Latest update January 13th, 2025 3:10 AM
Jan 22, 2017 Features / Columnists, Freddie Kissoon
I appreciated deeply, the offer to serve Guyana by being part of the National Commemoration Commission – to plan and shape the celebration of the 50 years of Independence last year. But at the same time, I was disappointed that given my philosophical views, such an offer could have been made in the first place. I couldn’t bring myself to be part of that organization, because deep down I felt there was hardly anything to celebrate.
The Guyanese people, from the standpoint of being human, are not different from all the other nationalities of the world. We have our great sides, not so great sides, soulful sides, bad sides, primitive habits, blunted instincts, progressive conceptualization, friendly dispositions, just like any other nation. In the realm of psychology, Guyanese are a problematic species, but that is not the subject of this column, so I will move on.
Guyana in totality has not travelled far and has in fact retrogressed.

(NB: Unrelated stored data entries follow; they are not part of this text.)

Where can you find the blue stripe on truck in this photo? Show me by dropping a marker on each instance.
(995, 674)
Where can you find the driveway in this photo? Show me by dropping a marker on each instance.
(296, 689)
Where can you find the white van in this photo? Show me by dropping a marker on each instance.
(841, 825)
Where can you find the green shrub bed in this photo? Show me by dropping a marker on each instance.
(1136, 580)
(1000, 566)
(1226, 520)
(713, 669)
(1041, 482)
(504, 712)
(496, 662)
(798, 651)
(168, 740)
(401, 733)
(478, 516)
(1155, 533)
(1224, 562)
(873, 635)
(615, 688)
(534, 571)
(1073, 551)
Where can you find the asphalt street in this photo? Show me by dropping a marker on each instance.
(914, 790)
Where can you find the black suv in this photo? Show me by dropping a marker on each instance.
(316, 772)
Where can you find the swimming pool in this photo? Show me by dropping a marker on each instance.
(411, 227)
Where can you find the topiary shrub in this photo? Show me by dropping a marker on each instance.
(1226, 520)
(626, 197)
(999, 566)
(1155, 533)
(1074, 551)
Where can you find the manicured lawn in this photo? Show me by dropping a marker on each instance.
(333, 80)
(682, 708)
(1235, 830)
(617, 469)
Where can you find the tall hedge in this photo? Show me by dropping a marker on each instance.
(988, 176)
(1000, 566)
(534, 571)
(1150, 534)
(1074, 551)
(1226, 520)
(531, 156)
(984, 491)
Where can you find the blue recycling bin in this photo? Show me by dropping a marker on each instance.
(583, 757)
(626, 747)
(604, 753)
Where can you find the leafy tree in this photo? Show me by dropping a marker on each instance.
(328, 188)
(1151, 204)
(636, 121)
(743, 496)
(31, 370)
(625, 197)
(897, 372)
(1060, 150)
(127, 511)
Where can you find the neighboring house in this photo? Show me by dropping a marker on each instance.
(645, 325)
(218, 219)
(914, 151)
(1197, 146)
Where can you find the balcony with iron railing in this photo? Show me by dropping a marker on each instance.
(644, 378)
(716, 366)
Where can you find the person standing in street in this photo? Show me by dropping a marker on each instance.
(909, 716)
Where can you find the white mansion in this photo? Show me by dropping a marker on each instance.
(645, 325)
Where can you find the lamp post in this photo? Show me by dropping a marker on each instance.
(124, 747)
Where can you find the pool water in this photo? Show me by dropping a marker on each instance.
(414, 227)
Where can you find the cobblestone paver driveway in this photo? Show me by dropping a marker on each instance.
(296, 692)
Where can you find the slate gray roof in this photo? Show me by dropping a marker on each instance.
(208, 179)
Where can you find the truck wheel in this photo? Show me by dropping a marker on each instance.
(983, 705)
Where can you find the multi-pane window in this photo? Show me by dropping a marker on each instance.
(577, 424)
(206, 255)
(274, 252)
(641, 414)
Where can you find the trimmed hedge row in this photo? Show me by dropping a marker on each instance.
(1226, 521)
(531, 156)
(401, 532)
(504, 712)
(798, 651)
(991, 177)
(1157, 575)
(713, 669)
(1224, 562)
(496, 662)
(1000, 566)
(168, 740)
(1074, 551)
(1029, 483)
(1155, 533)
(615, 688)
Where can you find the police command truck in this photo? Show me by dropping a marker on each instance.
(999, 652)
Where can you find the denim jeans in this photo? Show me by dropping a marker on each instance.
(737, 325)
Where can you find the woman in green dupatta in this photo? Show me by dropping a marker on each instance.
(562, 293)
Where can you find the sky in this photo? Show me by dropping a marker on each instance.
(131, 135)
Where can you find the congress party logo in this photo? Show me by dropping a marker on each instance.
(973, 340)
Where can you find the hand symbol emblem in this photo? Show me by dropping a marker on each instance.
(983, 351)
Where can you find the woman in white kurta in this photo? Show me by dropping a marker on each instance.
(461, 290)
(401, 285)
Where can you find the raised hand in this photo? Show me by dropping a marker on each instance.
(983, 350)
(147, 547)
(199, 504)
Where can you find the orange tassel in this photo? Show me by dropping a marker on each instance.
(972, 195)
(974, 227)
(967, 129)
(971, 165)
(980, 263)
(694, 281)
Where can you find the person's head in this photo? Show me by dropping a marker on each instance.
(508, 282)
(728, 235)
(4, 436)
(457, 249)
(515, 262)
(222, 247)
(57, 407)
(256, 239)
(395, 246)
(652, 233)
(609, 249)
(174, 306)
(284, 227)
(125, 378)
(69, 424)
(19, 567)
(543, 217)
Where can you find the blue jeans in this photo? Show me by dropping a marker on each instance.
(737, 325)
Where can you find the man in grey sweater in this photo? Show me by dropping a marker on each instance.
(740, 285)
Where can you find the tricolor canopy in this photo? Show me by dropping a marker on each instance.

It is against the background of this conscious knowledge of our failure that I could not – for both philosophical and psychological reason – be part of the planning of the Golden Jubilee. When I got the invitation, I immediately asked myself that banal question that, perhaps, was natural from a cynical mind like mine – celebrate what?
I would describe myself as a radical, existentialist anarchist. Please do not debase the term, “anarchism.” It has no connection to the word, “anarchy.” Anarchism is a philosophical school of thought that argues that power, and by extension the authority it brings into being, is inherently flawed, and it destroys the natural humaneness that comes from our existentialist ontology. Anarchism then argues that no matter how good is the intention, the possession of power leads the mind astray.
I have watched all my life how power has destroyed Guyana. How power took the place of patriotism and nationalism, and progress, and a modern future got sacrificed in the brutal pursuit of this lust. It was pointless, then, to ask someone like me to be part of the National Commemoration Commission.
In our long journey of 50 years, I do not see progress but failure. If you want you can classify me as a sempiternal pessimist but from my vantage point, I did not see a developing Guyana and I do not see a bright future, oil or no oil. Oil may very well deepen the fanaticism of power.
When I was asked to serve on the Commission, it was natural to let one’s memory roam over those 50 years. It was not an inviting journey. I saw 50 years of a nation’s jaded psychology and faded physiology. Here I was being asked to serve in an organization whose specific purpose was to highlight what we achieved the past 50 years. I saw non-achievement instead.
This country is not for the faint-hearted. I worked at the University of Guyana for 26 consecutive years, and I put my integrity on the line when I say that as each year passed by, I saw the deepening of decline, not the expansion of achievement. My 26 years ended in 2012 and up to that point I never had a telephone in my office and that was so for a majority of lecturers.
The centrepiece of the Golden Jubilee I had moral and political objection to – the construction of D’Urban Park. If a rich country like Qatar, Brunei, or Saudi Arabia had built that site for Guyana as a gift, I could have lived with that. But we took more than a billion dollars to build what I profoundly believe was not necessary; was a waste of money. It was money that could have been used for the eradication of poverty. It sickened me to the core of my soul when I saw the conditions of the toilet of a public school that was carried in this newspaper that children of a certain part of the interior had to use. This was happening in a country 50 years after Independence.
I mentioned this thing with the National Commemoration Commission because I am in the process, as most columnists do, of looking back at 2016. I have done several columns last week and the week before reflecting on Guyana in 2016. If you read them you would know I didn’t find life in 2016 enthralling.
I will end on a note that is utterly confusing to me. Go back 10 years ago and you will read of people being robbed as they left the bank. It hasn’t not stop since then. It happened again three days ago. What changes for the better in Guyana?